Tuesday, August 15, 2006

Feast of Assumption is reminder that love conquers hatred, pope says

By Catholic News Service

CASTEL GANDOLFO, Italy (CNS) -- The feast of Mary's assumption into heaven is a reminder that in the end, love and peace will conquer hatred and violence, Pope Benedict XVI said.

Celebrating an early morning Mass Aug. 15 in the small parish church at Castel Gandolfo and reciting the Angelus at noon with visitors to the papal summer residence, the pope prayed for Mary's intercession for peace in the world.

Mary's assumption, body and soul, into heaven is a divine reassurance that "love, and not hatred, will conquer. Peace will win," the pope told the 200 people crowded into the Church of St. Thomas.

Those inside included Cardinal Angelo Sodano, who is about to retire as Vatican secretary of state, and Msgr. Georg Ratzinger, the pope's older brother, who is staying at the summer residence.

Even though the Mass began at 8 a.m. on a major Italian holiday, the small square shared by the church and the papal villa was filled with people who could not get into the church for the pope's Mass. They watched the Mass on a big screen, and priests were sent out to distribute Communion.

Giving his homily without using a text or notes, Pope Benedict said the saints "are mirrors of God's light" and, particularly in Mary, "we can see his beauty, love and mercy."

"We can venerate Mary because she is blessed ... because she is united with God and lives in God," he said.

"She shows us how we can become blessed," the pope said.

The first, fundamental step is to believe, to have faith in God, he said.

Pope Benedict said the "fear of the Lord" praised by the prophets is not an anguished trembling, but "like children with their father, it is a concern not to destroy love."

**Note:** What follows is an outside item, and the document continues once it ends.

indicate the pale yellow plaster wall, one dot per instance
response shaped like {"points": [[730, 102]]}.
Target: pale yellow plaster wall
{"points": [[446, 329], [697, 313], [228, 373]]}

Believing is not an intellectual exercise or a matter of thinking profound thoughts, he said. "It is a way of life."

In many cases, the pope said, "if a piece of information is not true, our lives won't change, but if God does not exist, everything changes. If God does not exist, life is empty and has no meaning."

Believing that God exists gives direction to a person's life, he said.

"To believe is to attach ourselves to God, to live in him," he said.

Believing does not mean living free from danger, he said.

In the face of the "dark forces" of the world, it often seems that the church and its members are defenseless, Pope Benedict said. But that should not be surprising, he added.

"God is vulnerable, because love is vulnerable," he said.

During the Mass, the pope prayed "that humanity would know a period of peace."

And during the Angelus later, he said, "to the Queen of Peace, whom we contemplate today in her heavenly glory, I want to entrust once again the worries of humanity for every place in the world torn by violence."

The pope said that in a special way he wanted to join the prayers of Lebanese celebrating the feast at the Shrine of Our Lady of Lebanon in Harissa, north of Beirut, and the prayers of the Catholics of Israel and the Palestinian territories celebrating at the Basilica of the Annunciation in Nazareth.

"My thoughts also go to the dear nation of Sri Lanka, threatened by the deterioration of the ethnic conflict, (and) to Iraq, where the frightening and daily trail of blood lessens the prospects for reconciliation and reconstruction," he said.

Pope Benedict prayed that Mary would help people learn to understand each other and make a commitment to finding agreement.